I'll be building a PC and switching from mac . What's a good motherboard , cooling system and video card to go with this build? I will be starting with 64GB ram and adding more as needed and will be getting a 850W power supply . I don't do much video but want dual monitor support. I am a hobbyist but not sure which direction to go with some of these.


----------



## chimuelo (Nov 21, 2017)

Tower, Rack ..?


----------



## Tyll (Nov 21, 2017)

Here is a good guideline: https://pcpartpicker.com/list/NzTvTH

850W seems way overpowered. bequite has a good customer service and this model is one of the better (even more quite) ones.
Noctua for the CPU fan is a very silent option as well with good airflow.
For RAM it doesn't really matter unless you want a specific color or marketing.

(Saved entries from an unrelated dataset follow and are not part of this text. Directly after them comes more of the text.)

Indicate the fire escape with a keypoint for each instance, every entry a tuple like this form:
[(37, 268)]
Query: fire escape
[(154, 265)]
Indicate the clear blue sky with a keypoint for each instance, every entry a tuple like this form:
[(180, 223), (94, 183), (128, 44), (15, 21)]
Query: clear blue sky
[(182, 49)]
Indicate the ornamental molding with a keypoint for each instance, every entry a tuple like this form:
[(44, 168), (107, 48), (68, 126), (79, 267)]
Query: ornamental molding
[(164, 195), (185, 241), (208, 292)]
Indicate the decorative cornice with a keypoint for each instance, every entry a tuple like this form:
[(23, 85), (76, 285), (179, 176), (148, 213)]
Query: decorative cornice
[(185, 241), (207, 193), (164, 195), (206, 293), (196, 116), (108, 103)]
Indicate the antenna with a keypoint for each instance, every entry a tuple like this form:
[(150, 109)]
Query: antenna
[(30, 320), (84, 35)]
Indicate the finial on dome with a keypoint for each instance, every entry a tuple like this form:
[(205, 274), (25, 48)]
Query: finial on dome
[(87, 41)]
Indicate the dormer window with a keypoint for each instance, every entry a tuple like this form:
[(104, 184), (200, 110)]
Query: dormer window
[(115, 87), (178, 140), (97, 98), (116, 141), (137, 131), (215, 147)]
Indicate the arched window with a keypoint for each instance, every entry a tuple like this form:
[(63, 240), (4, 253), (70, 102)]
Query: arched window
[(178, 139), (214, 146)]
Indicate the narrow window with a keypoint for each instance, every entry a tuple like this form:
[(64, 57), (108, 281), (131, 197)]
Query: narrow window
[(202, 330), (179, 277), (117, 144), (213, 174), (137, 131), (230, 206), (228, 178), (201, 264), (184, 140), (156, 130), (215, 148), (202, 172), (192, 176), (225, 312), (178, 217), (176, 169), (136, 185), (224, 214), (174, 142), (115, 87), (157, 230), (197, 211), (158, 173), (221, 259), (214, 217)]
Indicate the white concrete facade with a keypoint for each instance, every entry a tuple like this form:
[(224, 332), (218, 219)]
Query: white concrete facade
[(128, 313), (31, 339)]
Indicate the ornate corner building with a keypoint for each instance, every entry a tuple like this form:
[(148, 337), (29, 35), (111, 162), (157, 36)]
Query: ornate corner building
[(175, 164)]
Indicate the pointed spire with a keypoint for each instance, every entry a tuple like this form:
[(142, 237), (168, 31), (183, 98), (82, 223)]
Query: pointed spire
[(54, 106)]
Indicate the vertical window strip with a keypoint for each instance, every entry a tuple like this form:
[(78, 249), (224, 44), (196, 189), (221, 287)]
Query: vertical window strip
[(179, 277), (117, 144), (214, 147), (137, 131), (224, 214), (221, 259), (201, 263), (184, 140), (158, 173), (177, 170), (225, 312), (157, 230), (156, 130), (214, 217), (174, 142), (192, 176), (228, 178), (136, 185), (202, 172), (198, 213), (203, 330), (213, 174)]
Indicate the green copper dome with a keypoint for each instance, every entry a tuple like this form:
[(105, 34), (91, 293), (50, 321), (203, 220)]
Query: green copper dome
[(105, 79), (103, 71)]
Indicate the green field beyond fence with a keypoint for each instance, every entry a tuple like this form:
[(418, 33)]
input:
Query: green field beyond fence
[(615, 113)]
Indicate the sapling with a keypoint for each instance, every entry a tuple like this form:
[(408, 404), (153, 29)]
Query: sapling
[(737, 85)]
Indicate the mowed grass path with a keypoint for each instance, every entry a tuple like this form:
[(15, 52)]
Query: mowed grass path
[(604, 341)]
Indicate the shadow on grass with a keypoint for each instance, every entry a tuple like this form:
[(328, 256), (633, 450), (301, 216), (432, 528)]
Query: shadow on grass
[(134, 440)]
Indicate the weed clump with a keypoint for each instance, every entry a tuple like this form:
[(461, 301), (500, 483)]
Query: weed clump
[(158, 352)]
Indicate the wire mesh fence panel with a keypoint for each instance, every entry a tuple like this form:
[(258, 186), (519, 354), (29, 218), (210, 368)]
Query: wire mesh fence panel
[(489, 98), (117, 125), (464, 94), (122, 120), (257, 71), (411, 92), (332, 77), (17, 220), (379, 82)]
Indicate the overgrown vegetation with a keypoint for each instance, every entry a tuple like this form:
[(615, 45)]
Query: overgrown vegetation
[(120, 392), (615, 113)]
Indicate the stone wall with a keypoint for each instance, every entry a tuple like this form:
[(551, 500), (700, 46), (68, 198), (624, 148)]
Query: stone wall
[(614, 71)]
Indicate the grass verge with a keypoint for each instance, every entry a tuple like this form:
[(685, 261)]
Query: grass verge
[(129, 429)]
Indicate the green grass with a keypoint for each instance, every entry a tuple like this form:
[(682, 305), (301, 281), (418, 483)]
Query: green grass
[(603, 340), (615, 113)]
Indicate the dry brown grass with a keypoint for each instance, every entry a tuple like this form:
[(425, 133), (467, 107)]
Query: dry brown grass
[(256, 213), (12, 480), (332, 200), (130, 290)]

Even the speed makes very little difference.
ASRock Taichi X299 MoBo has very positive reviews on many sites and all the components needed (especially supports up to 128GB RAM).
The Case doesn't look like out of space and helps a little with noise as well (though the difference between a "silent" and any other case is very, very little. Fan choice is MUCH more important).

For a graphics card you don't need anything fancy at all. A GTX 1050 should be enough. The MSI gaming line has the most silent fans, Palit KalmX would be one without fans, but costs $50 more and the MSI fans do not run unless needed. If you feel fancy get a 1060, but I'd not know what for. Again, MSI Gaming X line is the best choice for a silent system. Do not get an AMD RX 570/580 since those get much hotter and thus require more cooling (=louder).


----------



## paulmatthew (Nov 21, 2017)

chimuelo said:


> Tower, Rack ..?


Tower either mid or full but probably going full tower for upgrades in the future .


----------



## chimuelo (Nov 21, 2017)

ASRock or Supermicro are my favs.
I build my own.
I go for non consumer boards.
No fancy paint or blinking lights.
Server parts or Workstation.


----------



## khollister (Nov 21, 2017)

The beQuiet Dark Rock CPU coolers are quieter than the Noctua DH series. A semi passive 650W PS is fine - I like EVGA lately. As far as motherboards, Gigabyte usually has some with TB on the MB if you need that. 

I like Fractal R4 or R5 cases.


----------



## shomynik (Nov 21, 2017)

khollister said:


> The beQuiet Dark Rock CPU coolers are quieter than the Noctua DH series. A semi passive 650W PS is fine - I like EVGA lately. As far as motherboards, Gigabyte usually has some with TB on the MB if you need that.
> 
> I like Fractal R4 or R5 cases.


I don't think that's true about noctua vs bequiet. I have two noctuas, d15 and d14 in my master and slave, and recently made a gaming rig for my wife with bequiet dark rock advanced. Noctuas are actually quiter, especially with LNA adaptors. I think the reason is noise frequency, dark rock goes higher.


----------



## paulmatthew (Nov 22, 2017)

Great suggestions . I was already planning on the Fractal Design R5 case . The noctua fans look like a good product . Checking out motherboards the Asrock X299 Taichi looks like a nice design and spaced out well.


----------



## Andrew Aversa (Nov 22, 2017)

Personally I prefer full tower cases with huge fans. Larger fans = lower RPM = less noise. Rosewill Thor for example.


----------



## paulmatthew (Nov 22, 2017)

zircon_st said:


> Personally I prefer full tower cases with huge fans. Larger fans = lower RPM = less noise. Rosewill Thor for example.


Good point! Never thought of that


----------